Thursday, February 14, 2008

The Mercy Seat

The Mercy Seat
Neil LaBute
Red Stitch
Until March 8

Neil LaBute is one of those playwrights that everyone freaking raves about right now. Along with David Harrower, Howard Barker and Martin Crimp he’s one of the top names to throw into pretentious foyer conversation for a short cut to contemporary theatre aficionado cred. These are the names you see on the marquees at the flagships and so these are the names that you see at Red Stitch.

Now, don’t get me wrong, I love Red Stitch, I really do. Those guys have been going hard core all year every year since 2001 and you just gotta give it up for that. They’re some of the most talented young actors in town and the times they’ve done it right; by Christ they’ve done it right.

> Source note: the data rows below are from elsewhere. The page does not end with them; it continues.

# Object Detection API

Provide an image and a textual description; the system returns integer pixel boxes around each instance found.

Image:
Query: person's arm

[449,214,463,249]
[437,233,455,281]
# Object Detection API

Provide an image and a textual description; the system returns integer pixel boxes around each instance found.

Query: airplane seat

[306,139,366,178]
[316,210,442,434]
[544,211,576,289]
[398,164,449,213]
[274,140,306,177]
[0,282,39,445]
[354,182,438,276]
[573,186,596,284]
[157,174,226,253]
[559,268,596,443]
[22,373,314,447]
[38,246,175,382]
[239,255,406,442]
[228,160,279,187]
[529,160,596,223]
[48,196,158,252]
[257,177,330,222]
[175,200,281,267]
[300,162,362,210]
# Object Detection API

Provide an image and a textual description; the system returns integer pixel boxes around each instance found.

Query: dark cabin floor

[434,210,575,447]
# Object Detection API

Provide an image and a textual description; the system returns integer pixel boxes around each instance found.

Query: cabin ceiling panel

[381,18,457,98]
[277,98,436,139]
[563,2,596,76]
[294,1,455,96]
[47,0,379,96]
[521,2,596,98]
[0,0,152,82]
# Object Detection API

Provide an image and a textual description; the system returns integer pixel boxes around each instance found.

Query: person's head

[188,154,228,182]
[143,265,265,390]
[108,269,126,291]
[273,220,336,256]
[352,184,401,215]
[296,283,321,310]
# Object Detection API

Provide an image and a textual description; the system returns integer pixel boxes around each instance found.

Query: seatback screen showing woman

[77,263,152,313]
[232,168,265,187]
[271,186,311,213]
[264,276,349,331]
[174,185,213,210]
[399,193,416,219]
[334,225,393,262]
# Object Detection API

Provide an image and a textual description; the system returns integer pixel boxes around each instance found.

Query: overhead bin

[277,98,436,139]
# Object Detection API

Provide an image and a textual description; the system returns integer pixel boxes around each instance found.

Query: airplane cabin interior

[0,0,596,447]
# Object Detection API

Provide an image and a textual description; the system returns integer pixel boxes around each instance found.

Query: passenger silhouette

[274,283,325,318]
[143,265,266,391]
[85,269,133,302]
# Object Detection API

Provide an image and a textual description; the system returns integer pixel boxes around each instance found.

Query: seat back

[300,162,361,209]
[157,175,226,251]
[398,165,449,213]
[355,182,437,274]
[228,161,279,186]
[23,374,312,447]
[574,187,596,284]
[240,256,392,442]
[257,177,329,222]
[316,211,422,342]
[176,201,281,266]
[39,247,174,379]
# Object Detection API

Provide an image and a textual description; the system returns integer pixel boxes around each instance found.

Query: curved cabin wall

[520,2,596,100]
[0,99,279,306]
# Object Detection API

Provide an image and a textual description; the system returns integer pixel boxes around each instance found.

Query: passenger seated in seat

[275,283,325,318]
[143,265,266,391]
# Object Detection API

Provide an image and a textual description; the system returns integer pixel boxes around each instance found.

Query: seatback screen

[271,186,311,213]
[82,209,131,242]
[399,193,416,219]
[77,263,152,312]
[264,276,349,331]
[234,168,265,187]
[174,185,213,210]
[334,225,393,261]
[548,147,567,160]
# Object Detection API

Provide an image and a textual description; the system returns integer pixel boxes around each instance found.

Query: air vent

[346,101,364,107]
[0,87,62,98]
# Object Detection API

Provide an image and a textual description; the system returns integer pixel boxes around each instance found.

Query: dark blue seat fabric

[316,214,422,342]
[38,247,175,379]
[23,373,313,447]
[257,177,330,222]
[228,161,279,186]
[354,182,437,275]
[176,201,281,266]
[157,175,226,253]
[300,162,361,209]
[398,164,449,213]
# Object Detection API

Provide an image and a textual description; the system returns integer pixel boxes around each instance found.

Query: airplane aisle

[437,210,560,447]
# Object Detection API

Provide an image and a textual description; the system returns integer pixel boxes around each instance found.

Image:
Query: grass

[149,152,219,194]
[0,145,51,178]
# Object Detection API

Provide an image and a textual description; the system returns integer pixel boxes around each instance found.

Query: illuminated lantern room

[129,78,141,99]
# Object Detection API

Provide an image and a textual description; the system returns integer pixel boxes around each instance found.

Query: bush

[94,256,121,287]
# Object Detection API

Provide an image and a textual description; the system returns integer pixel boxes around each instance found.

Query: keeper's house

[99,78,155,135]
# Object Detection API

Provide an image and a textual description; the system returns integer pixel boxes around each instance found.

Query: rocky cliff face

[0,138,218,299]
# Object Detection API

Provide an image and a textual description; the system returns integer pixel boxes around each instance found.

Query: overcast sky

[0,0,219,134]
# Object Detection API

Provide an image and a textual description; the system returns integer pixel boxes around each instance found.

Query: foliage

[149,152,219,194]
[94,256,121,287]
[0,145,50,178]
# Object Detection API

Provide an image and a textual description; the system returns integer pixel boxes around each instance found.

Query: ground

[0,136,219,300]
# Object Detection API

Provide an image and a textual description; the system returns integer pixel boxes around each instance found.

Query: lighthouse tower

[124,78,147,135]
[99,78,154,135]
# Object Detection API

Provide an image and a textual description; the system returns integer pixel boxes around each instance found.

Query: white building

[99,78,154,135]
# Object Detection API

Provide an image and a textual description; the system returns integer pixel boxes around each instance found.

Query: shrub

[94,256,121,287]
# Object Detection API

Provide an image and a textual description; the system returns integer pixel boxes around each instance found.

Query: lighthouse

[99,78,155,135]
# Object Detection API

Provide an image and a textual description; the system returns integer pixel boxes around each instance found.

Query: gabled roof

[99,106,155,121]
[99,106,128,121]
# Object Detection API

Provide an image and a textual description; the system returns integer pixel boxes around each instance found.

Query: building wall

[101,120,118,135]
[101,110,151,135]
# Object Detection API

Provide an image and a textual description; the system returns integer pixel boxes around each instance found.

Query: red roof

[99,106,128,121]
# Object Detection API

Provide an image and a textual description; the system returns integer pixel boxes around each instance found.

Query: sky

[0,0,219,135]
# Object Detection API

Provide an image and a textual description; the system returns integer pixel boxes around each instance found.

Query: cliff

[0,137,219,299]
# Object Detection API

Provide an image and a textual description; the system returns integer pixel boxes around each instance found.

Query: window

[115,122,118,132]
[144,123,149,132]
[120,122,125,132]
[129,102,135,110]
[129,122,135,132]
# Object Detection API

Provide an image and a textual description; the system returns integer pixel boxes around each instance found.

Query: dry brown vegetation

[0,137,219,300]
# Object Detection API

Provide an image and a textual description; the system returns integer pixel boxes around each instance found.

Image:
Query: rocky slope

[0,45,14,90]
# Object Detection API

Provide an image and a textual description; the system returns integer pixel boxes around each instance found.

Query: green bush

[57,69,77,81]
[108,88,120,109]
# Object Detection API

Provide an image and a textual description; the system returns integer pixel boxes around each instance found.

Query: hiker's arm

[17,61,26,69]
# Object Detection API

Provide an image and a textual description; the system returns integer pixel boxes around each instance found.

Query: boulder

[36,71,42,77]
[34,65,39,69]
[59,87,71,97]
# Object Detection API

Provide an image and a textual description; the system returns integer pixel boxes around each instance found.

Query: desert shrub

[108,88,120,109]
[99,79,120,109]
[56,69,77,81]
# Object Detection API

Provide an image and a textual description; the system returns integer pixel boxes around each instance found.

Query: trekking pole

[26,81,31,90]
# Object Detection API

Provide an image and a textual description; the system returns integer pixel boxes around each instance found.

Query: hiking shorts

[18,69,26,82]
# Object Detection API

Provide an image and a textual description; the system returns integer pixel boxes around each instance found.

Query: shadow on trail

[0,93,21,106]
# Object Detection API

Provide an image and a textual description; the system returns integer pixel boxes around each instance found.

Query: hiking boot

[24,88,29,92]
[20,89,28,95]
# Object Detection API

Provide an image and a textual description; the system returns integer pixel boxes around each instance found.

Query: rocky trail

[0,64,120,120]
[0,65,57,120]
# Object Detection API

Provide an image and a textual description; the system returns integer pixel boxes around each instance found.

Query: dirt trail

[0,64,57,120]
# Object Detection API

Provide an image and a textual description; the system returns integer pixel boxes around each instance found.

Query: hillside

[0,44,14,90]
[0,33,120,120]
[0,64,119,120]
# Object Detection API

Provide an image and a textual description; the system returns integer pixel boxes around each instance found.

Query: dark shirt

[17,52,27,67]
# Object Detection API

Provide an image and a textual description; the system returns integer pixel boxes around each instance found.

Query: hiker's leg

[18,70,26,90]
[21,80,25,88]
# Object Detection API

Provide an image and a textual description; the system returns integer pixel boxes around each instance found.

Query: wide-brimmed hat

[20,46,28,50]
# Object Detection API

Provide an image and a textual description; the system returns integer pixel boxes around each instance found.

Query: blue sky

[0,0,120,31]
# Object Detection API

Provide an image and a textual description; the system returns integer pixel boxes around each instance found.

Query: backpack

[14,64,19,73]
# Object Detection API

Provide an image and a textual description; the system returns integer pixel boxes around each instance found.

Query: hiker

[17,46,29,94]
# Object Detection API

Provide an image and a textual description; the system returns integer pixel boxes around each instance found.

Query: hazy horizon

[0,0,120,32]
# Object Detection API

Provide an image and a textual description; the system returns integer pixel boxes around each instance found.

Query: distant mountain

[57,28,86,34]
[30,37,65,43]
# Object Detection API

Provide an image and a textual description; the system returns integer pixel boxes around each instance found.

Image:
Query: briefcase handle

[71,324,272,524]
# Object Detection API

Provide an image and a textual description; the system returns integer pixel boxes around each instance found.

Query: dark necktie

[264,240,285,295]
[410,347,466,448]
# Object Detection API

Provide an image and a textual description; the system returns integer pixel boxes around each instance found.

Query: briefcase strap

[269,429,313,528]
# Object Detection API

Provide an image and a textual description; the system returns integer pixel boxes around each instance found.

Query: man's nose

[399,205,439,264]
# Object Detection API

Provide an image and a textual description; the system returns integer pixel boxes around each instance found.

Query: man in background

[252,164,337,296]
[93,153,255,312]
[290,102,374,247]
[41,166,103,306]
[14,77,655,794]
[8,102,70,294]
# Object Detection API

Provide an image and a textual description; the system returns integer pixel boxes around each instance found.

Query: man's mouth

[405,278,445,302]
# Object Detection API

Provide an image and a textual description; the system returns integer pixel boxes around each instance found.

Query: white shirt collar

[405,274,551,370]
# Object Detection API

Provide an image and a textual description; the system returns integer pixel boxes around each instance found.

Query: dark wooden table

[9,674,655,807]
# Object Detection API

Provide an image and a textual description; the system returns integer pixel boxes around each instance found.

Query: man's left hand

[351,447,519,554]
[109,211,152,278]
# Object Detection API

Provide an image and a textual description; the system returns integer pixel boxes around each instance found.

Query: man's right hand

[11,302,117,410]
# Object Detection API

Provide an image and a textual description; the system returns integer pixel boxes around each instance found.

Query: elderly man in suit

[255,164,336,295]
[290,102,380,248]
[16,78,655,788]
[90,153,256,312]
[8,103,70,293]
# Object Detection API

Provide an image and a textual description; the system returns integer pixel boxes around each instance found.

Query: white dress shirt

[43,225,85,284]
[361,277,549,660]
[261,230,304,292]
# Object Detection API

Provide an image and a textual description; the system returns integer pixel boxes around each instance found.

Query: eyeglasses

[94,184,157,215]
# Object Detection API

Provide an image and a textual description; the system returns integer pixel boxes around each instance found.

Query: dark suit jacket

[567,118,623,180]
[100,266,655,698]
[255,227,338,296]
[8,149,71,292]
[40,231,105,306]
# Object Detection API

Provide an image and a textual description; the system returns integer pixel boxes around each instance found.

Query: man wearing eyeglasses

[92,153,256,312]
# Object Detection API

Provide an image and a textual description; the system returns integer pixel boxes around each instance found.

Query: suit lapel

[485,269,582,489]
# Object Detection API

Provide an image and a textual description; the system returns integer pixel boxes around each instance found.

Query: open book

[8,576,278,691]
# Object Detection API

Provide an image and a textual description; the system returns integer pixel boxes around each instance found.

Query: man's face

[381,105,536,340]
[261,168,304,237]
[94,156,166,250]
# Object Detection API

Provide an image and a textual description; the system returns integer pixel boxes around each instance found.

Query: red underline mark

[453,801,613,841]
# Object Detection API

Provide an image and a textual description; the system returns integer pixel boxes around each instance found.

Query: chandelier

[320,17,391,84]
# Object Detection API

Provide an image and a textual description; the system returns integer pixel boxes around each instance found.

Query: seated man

Neil LaBute’s The Mercy Seat however aint one of those times.

I doubt it’s giving away a great deal to note that its set in New York a day or two after the September 11 attacks. In a loft apartment a young executive agonizes over a decision to use the tragedy as a cover under which he can disappear, leaving his family for his boss who he’s been having a three year affair with.

Leaving aside the plays gross misappropriation of the murder of 3000 people to tell a turgid love triangle story, The Mercy Seat is far from imaginatively new ground. I mean, cheating on the wife with the boss? YAWN.

LaBute writes with that choppy, cut off half sentence style that the leading Australian theatre companies seem to think represents good writing these days – provided the writer has an American or English accent. So here’s Doc Episode’s regular whinge of the review: if an Australian playwright wrote this play it would be subjected to three dramaturgical workshops and a staged reading before being told that there was no room in the season for new Australian work. There are any number of Australian writers who can write as well as this so why don’t we stage them.

You could say ol’ Danny’s being parochial when he’d rather see new Australian writers being developed on the big stages, but Danny says it’s the Cultural Cringe and wonders when Australian Theatre is gonna grow the f*** up and take itself seriously.